Hematology researchers at McMaster University have made a groundbreaking discovery, providing an explanation for spontaneous and unusual blood clotting that continues to occur despite treatment with full-dose blood thinners.
The discovery, published this month in The New England Journal of Medicine, is expected to influence how doctors test for, and treat patients with, unusual or recurrent blood clotting, with the potential to improve patient outcomes.
The researchers found this new blood clotting disorder has certain similarities to vaccine-induced immune thrombocytopenia and thrombosis (VITT) – a rare, aggressive clotting disorder that was caused by certain discontinued COVID-19 vaccines.
The research reveals that certain patients can develop severe blood clotting due to antibodies that closely resemble those that cause VITT, even in the absence of known triggers for such antibodies, such as blood thinners (heparin) or prior vaccination.
The newly identified disorder has been termed VITT-like monoclonal gammopathy of thrombotic significance (MGTS).
“Our study highlights the importance of recognizing and diagnosing this new blood-clotting disorder,” said Theodore (Ted) Warkentin, co-first author and corresponding author of the study, and professor emeritus in McMaster’s department of Pathology & Molecular Medicine.

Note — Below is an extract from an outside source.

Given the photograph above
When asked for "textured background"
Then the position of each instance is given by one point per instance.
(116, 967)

“By understanding how to diagnose VITT-like MGTS, we can develop more effective treatment strategies that go beyond traditional anticoagulation,” said Warkentin, a hematologist in the department of Medicine based at Hamilton Health Sciences’ Hamilton General Hospital.
Specialized testing was conducted at the McMaster Platelet Immunology Laboratory within the Michael G. DeGroote Centre for Transfusion Research, the only laboratory in Canada with the full repertoire of testing required to characterize the VITT-like antibodies that target the PF4 protein.
Researchers performed a detailed analysis of cases exhibiting unusual blood-clotting despite patients being on full-dose blood thinners, focusing on those patients who had unexplained VITT-like antibodies that were detectable for a year or more.
The analyses identified the presence of M (monoclonal) proteins (which typically indicate plasma cell disorders), and together with the persisting VITT-like reactivities over at least 12 months (which is highly unusual for most anti-PF4 antibodies), thus pointing to an ongoing pathological process rather than a short-term anomaly.
The study included a multinational collaboration, with data collected from five patients treated at institutions in Canada, New Zealand, France, Spain, and Germany.
Collaborator Jing Jing Wang of Flinders University in Australia played a crucial role in proving for each patient that the M proteins are the pathological VITT-like antibodies. Collaborator Andreas Greinacher of Greifswald University in Germany helped in identifying similar cases in his anti-PF4 reference lab.
“The findings of this study underscore our ability to leverage fundamental molecular and biochemical science to unravel disease mechanisms,” said co-lead author Ishac Nazy, director of the McMaster Platelet Immunology Laboratory and co-director of the Michael G. DeGroote Centre for Transfusion Medicine.
“This approach enables precise patient diagnosis and informs timely treatment strategies, even for previously unidentified diseases, exemplifying true bench-to-bedside translational medicine,” said Nazy, an associate professor in the department of Medicine at McMaster.
A remarkable observation was that each of the patients had failed blood thinning treatment, but they showed some benefit with unusual treatments, such as high-dose intravenous immunoglobulin (IVIG), Bruton tyrosine kinase inhibitors (ibrutinib), and plasma cell-targeted myeloma therapy.
The existence of this novel blood clotting disorder has important implications for how health care providers will evaluate patients who develop unusual or difficult to treat blood clots in the future.
The research was funded by the Canadian Institutes of Health Research (CIHR), the Public Health Agency of Canada, and the Heart and Stroke Foundation of Canada.